Neppure il gas però è regalato, soprattutto in questo contesto geopolitico tra guerre e minacce di dazi. Senza contare l’esauribilità dei combustibili fossili. Come ci approvvigioneremo?
E’ l’eterno problema di diversificare il rischio. Che per l’Italia, priva di materie prime, significa diversificare le fonti. Adesso dovremmo chiudere le centrali a carbone, ma perché?
Forse perché inquinano molto?
In Germania rappresentano il 30% della produzione energetica, in Polonia il 60%. Come sempre, si tratta di un trade off: se hai bisogno di un certo numero di centrali a produzione programmabile, usi o il carbone o il gas. E con questo quadro internazionale rifletterei un momento: le scelte estreme spesso mettono nei pasticci. Ricordiamoci che durante la crisi ucraina il ricorso al carbone ci ha aiutato.
Poi c’è l’opzione nucleare, di lungo periodo ma su cui il governo punta. Lei è stato un anti-nuclearista convinto, poi ha cambiato idea. Ma gli SMR – i nuovi piccoli reattori modulabili – sono davvero sicuri?
Ho scritto due libri per spiegare come mai ho cambiato opinione. Le statistiche ci dicono che i morti sono molti di più con carbone, idroelettrico e gas. Le percentuali di incidenti mortali con l’atomo sono bassissime: sono dati, non ipotesi.
Eppure l’opinione pubblica, specie over 40, diffida. C’è anche un meccanismo inconscio di timore dell’ignoto, come accade per gli incidenti aerei rispetto a quelli in auto?
E’ un paragone calzante: scatta la sindrome del controllo. Ogni anno ci sono 3mila morti in auto e zero in aereo, ma guidi la prima e non il secondo. Quindi in macchina ti illudi di avere una possibilità di intervenire, che ti dà una sicurezza in realtà infondata. Sul nucleare c’è una paura atavica: a Fukushima ci sono stati 2 morti, lo tsunami ne ha fatti 20mila. In un convegno l’ex ministro Enrico Giovannini ha confuso i due numeri, quando gliel’ho fatto notare era perplesso.
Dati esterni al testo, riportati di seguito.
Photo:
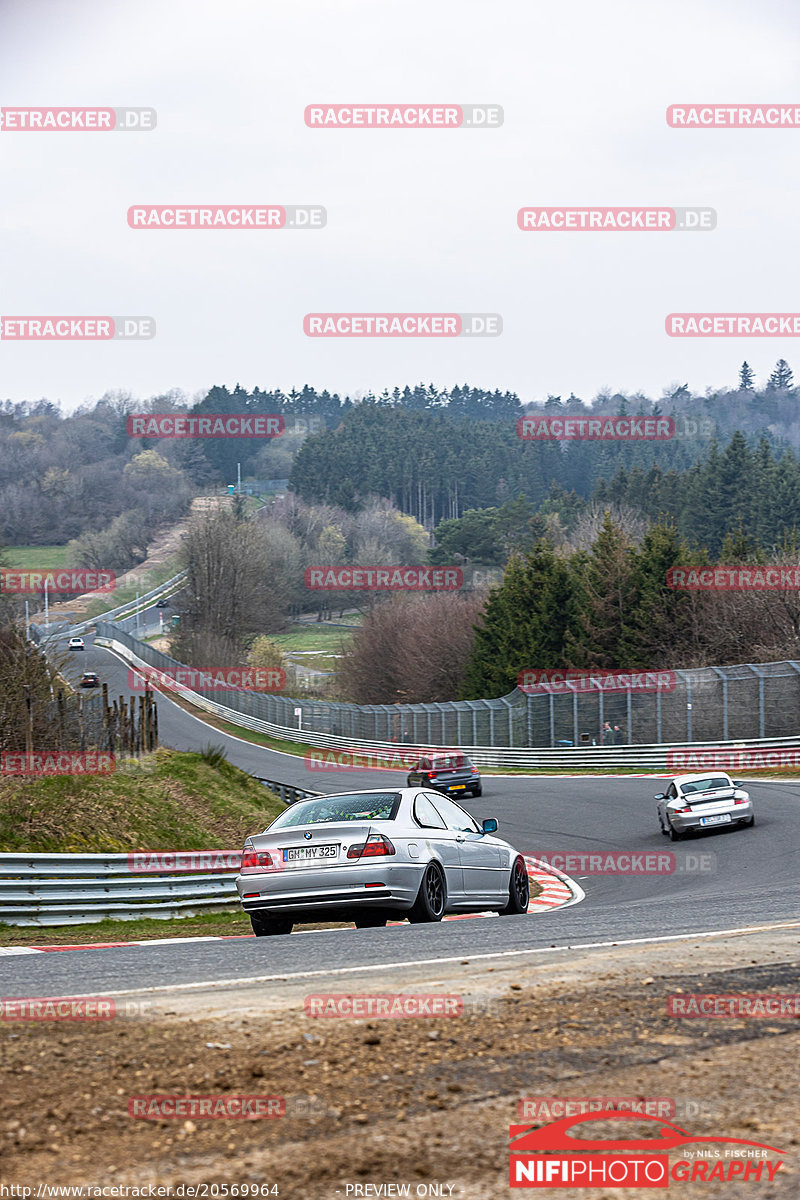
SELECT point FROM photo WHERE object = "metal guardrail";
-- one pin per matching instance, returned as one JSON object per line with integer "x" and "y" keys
{"x": 288, "y": 792}
{"x": 653, "y": 757}
{"x": 78, "y": 889}
{"x": 74, "y": 889}
{"x": 164, "y": 589}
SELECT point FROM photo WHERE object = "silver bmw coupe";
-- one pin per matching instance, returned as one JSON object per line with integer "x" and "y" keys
{"x": 376, "y": 856}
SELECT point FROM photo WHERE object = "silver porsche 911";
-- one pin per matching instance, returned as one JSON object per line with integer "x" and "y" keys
{"x": 695, "y": 803}
{"x": 371, "y": 857}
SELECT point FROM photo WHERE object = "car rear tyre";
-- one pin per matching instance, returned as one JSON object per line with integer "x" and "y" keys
{"x": 268, "y": 927}
{"x": 429, "y": 904}
{"x": 370, "y": 921}
{"x": 518, "y": 889}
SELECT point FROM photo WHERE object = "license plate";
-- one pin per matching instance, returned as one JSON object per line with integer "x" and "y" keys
{"x": 301, "y": 853}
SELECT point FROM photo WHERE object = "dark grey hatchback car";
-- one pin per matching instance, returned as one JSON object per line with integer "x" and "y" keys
{"x": 452, "y": 774}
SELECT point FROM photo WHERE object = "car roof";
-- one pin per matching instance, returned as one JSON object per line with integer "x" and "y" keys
{"x": 705, "y": 774}
{"x": 367, "y": 791}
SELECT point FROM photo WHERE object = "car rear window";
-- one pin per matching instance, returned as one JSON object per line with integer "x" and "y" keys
{"x": 451, "y": 762}
{"x": 355, "y": 807}
{"x": 705, "y": 785}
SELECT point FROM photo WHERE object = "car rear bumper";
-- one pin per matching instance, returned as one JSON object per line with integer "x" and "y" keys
{"x": 338, "y": 888}
{"x": 692, "y": 822}
{"x": 456, "y": 787}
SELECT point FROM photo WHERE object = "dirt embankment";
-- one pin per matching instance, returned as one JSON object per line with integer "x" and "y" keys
{"x": 409, "y": 1102}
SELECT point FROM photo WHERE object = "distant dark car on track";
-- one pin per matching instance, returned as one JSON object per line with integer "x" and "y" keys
{"x": 445, "y": 773}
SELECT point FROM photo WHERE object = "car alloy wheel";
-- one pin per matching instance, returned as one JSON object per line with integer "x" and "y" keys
{"x": 518, "y": 889}
{"x": 429, "y": 904}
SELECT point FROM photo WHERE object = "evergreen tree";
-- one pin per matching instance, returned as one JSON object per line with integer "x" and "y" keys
{"x": 782, "y": 378}
{"x": 660, "y": 619}
{"x": 523, "y": 627}
{"x": 746, "y": 377}
{"x": 602, "y": 601}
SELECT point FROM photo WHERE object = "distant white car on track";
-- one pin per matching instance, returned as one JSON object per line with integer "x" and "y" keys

Nessun territorio italiano, nonostante gli incentivi, vuole il deposito nazionale di scorie nucleari. Come si fa a essere certi dell’assenza di radiazioni che nel tempo contaminino terreni, acque, coltivazioni?
E’ un problema solo italiano. In Usa, Regno Unito, Francia, Spagna, ci sono centrali e non hanno problemi. Siamo percorsi dalla paura: questi depositi sono strutture sicurissime. Sarei più tranquillo a sapere mio figlio addormentato su una di esse che in giro per Roma in motorino.
Gli ambientalisti denunciano circa mille progetti di maxi-eolico – con pale alte 230 metri, quattro volte e mezzo la Torre di Pisa – nell’Italia Centrale – tra Lazio, Toscana, Emilia Romagna e Marche – finanziati con i soldi del Pnrr. E’ in corso una speculazione sulle rinnovabili?
Guardi, le rinnovabili vanno fatte ma senza produrre alterazioni permanenti del paesaggio in luoghi delicati o fragili. Penso a Orvieto o Pitigliano. Se basta sfruttare l’1% del territorio nazionale, perché non scegliere in modo oculato dove non si fanno danni?
L’ex premier inglese Tony Blair ha appena detto che il Green Deal fallirà e che la deadline del 2050 per la decarbonizzazione non è realistica. Ha ragione?
Mi permetto di dire che sostengo la stessa cosa da almeno tre anni. Ne ho scritto più volte sul “Foglio”. Oggi i combustibili fossili producono l’80% dell’energia mondiale: o si condannano i Paesi più poveri e il Sud Gobale alla povertà o si trovano strade alternative. Il 2050 non è un obiettivo realistico.